Wes Lewis Group

Saturday, August 24, 2024 - 5:30 pm - 7:00 pm
Frontier House Stage

Wesley (Wes) Lewis is a saxophonist, composer, and multi-disciplinary PhD student based in New Haven, CT. He studied under multiple Grammy award winning musicians including Wayne EscofferyAbraham Burton, and George Caldwell. After completing his undergraduate education at the University of Rochester, Wes moved to New Haven to pursue further musical opportunities alongside a PhD in Computational Biology and Bioinformatics (Yale CBB) at Yale. At Yale, he is a member of the Yale Jazz All-Stars and a principal member of the Yale Jazz Ensemble. In 2023, Wes performed Charles Mingus' behemoth composition, Epitaph, alongside the Grammy winning Mingus Big Band, under the direction of Kuumba Frank Lacy.
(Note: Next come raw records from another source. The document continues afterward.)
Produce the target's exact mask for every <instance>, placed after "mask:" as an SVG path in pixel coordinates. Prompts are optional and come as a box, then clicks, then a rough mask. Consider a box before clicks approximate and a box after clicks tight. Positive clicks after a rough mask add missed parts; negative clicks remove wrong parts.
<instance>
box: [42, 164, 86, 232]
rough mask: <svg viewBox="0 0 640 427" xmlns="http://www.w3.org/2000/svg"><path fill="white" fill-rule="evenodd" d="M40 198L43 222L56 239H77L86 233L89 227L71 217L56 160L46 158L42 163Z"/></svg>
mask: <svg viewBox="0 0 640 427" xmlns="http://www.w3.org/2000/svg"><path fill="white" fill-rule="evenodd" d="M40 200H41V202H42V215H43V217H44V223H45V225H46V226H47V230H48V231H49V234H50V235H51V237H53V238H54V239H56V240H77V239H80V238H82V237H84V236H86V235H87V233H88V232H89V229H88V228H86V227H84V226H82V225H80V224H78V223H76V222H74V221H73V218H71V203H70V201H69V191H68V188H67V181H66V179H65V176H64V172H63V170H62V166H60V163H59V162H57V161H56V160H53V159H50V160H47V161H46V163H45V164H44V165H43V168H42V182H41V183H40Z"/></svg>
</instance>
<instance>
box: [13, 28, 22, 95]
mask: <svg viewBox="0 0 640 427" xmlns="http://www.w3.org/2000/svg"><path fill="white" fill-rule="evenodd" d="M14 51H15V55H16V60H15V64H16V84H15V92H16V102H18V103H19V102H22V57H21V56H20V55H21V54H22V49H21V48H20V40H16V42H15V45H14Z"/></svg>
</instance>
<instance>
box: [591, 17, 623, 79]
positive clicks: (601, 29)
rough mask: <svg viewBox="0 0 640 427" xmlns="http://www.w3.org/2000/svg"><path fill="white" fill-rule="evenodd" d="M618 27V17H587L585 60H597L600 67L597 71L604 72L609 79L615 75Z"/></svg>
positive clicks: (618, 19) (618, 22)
Other cornerstones of Wes' musical achievement include performances at Dizzy's (Jazz at Lincoln Center) alongside tenor saxophone giant George Coleman, improvised sound baths commissioned by NXTHVN, and a 2024 Jazz Homecoming Tour co-led by his brother, Derek Lewis. Most recently, Wes was awarded the Mellon Foundation's "Artist Corps" grant, providing $20,000 to create and lead the New Haven Composers Spotlight. The Spotlight will premier on April 20th, 2024, and aims to reduce segmentation between musical communities of New Haven, CT, by commissioning a large multi-disciplinary ensemble to perform the works of emerging local composers. In 13 years of performing professionally, Wes has played at an array of established venues and art spaces, including Woolsey Hall, Dizzy's, Scullers, Wally's Café, The Bop Shop, Pausa Art House, NXTHVN, The State House, Westport Public Library, Redscroll Records, and The Lewiston Jazz Festival. Along with the Yale ensembles and his own combo, Wes also performs with Trance Macabre, a collective merging free jazz and dance influences, which will release its debut LP on the Redscroll Records label in Summer of 2024. In the future, Wes aims to apply his scientific acumen to his musical practices, by using techniques of machine learning and algorithm development to enable new creative compositions.